The Letter

Disclaimer: I do not own Harry Potter . . . unfortunately!

Chapter Two

Ron and Hermione were thrilled with the news. "He'll be in Gryffindor, of course," Ron said, tucking in to roast beef and mashed potatoes while congratulations went around the table.

"We don't know that, Ron," Hermione said. "He could be in Ravenclaw or Hufflepuff . . ."

"And pigs might fly," said Ron. "With both parents and all four grandparents in Gryffindor? Where else could he be?"

"It doesn't always go according to family," Hermione pointed out. "Bill's eldest, Victoire, is in Ravenclaw."

Ron scoffed. "That's just because he married a foreigner."

"What about Percy?" asked Ginny. "One of his kids is in Hufflepuff."

"Well, that's Percy, isn't it?" said Ron. "To tell the truth, I've never been entirely sure Percy is a Weasley.
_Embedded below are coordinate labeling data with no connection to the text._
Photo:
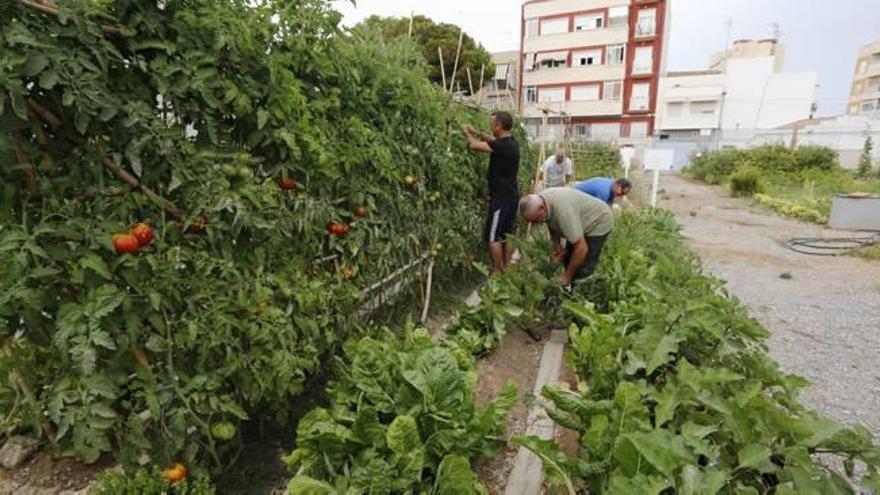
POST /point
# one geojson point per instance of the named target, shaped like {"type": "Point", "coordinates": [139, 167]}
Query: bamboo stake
{"type": "Point", "coordinates": [442, 66]}
{"type": "Point", "coordinates": [428, 291]}
{"type": "Point", "coordinates": [457, 54]}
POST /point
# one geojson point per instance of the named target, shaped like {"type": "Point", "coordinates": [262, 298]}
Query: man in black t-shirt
{"type": "Point", "coordinates": [503, 190]}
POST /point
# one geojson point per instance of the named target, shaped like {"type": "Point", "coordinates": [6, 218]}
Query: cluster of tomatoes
{"type": "Point", "coordinates": [139, 236]}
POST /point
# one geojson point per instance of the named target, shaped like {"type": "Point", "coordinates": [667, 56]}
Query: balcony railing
{"type": "Point", "coordinates": [639, 103]}
{"type": "Point", "coordinates": [646, 29]}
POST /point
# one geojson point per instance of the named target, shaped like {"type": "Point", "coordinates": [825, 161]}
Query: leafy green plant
{"type": "Point", "coordinates": [401, 419]}
{"type": "Point", "coordinates": [239, 131]}
{"type": "Point", "coordinates": [596, 159]}
{"type": "Point", "coordinates": [866, 160]}
{"type": "Point", "coordinates": [677, 393]}
{"type": "Point", "coordinates": [148, 482]}
{"type": "Point", "coordinates": [746, 182]}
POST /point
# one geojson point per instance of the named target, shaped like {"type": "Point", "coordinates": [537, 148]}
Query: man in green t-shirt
{"type": "Point", "coordinates": [582, 220]}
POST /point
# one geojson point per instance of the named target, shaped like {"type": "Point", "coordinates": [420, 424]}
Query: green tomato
{"type": "Point", "coordinates": [229, 171]}
{"type": "Point", "coordinates": [224, 430]}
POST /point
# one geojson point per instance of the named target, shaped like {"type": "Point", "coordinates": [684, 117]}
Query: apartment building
{"type": "Point", "coordinates": [745, 88]}
{"type": "Point", "coordinates": [865, 96]}
{"type": "Point", "coordinates": [592, 66]}
{"type": "Point", "coordinates": [502, 88]}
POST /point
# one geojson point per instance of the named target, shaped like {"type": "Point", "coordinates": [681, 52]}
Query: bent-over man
{"type": "Point", "coordinates": [605, 189]}
{"type": "Point", "coordinates": [582, 220]}
{"type": "Point", "coordinates": [503, 188]}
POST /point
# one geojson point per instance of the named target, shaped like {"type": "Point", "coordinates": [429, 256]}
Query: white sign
{"type": "Point", "coordinates": [659, 159]}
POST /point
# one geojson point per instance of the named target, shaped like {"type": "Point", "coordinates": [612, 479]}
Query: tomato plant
{"type": "Point", "coordinates": [183, 115]}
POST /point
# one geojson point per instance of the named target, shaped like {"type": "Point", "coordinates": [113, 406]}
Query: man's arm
{"type": "Point", "coordinates": [473, 143]}
{"type": "Point", "coordinates": [578, 259]}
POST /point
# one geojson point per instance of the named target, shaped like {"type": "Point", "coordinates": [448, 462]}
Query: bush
{"type": "Point", "coordinates": [596, 159]}
{"type": "Point", "coordinates": [816, 158]}
{"type": "Point", "coordinates": [714, 167]}
{"type": "Point", "coordinates": [746, 182]}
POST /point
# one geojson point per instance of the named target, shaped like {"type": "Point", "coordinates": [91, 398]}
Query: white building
{"type": "Point", "coordinates": [746, 89]}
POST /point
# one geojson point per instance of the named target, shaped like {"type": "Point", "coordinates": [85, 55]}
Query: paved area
{"type": "Point", "coordinates": [824, 319]}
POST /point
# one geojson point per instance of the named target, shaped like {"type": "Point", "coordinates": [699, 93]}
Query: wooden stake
{"type": "Point", "coordinates": [428, 291]}
{"type": "Point", "coordinates": [442, 66]}
{"type": "Point", "coordinates": [457, 54]}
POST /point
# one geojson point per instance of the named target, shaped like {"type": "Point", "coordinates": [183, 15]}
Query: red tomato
{"type": "Point", "coordinates": [287, 183]}
{"type": "Point", "coordinates": [144, 234]}
{"type": "Point", "coordinates": [174, 473]}
{"type": "Point", "coordinates": [125, 243]}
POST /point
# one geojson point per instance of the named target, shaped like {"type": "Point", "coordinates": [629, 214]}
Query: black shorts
{"type": "Point", "coordinates": [594, 249]}
{"type": "Point", "coordinates": [501, 220]}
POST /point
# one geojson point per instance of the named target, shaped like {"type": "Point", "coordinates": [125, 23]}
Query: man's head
{"type": "Point", "coordinates": [502, 123]}
{"type": "Point", "coordinates": [533, 209]}
{"type": "Point", "coordinates": [622, 187]}
{"type": "Point", "coordinates": [560, 156]}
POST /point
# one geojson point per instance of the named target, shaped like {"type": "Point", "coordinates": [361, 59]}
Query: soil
{"type": "Point", "coordinates": [823, 313]}
{"type": "Point", "coordinates": [43, 475]}
{"type": "Point", "coordinates": [516, 359]}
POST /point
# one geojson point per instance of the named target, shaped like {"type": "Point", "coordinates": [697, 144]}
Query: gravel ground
{"type": "Point", "coordinates": [824, 320]}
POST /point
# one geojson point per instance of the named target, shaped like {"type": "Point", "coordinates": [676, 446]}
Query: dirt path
{"type": "Point", "coordinates": [824, 320]}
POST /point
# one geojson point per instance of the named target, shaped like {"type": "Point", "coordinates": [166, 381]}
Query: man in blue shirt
{"type": "Point", "coordinates": [605, 189]}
Always thought he had sort of a changeling look about him."

"Ron!" said Hermione, who was struggling not to smile.

"Oh, well," Ron said. "As long as you're not in Slytherin, James. As your godfather and uncle, I forbid it. No nephew of mine is going to end up in Slytherin!"

"What if one of your own children ends up there?" Ginny taunted.

Ron looked horrified. "A Weasley, in Slytherin? Never!"

"Honestly, Ron, not everyone from Slytherin turns out badly," Ginny said, with a glance at her second son.

"And Gryffindor has produced its own share of Dark Wizards," said Harry. "Remember Wormtail? And let's not forget Cormac McLaggen."

"Wish I could," said Ron, looking darkly at Hermione whose face, for some reason, had gone red. "What was it you arrested him for, Harry? Selling illegal potions in Knockturn Alley, wasn''t it?"

"Something like that," said Harry. "Besides, I still owed him for knocking me out in that Quidditch match against Hufflepuff."

Rose, who had been listening with bright interest, piped up, "I won't let the Sorting Hat put me in Slytherin, Dad. I'll tell it I want to be in Gryffindor!"

"That's my girl, Rosie," said Ron, reaching across the table to ruffle his daughter's bushy hair.

The younger children were all exchanging nervous looks, so Ginny decided to change the subject. "Harry's coming with us to Diagon Alley next week to get James' school things. Any chance of meeting you and George for lunch, Ron?"

"I'll have to see what's going on at the shop," said Ron. "We've really been busy. We're branching out again, you know."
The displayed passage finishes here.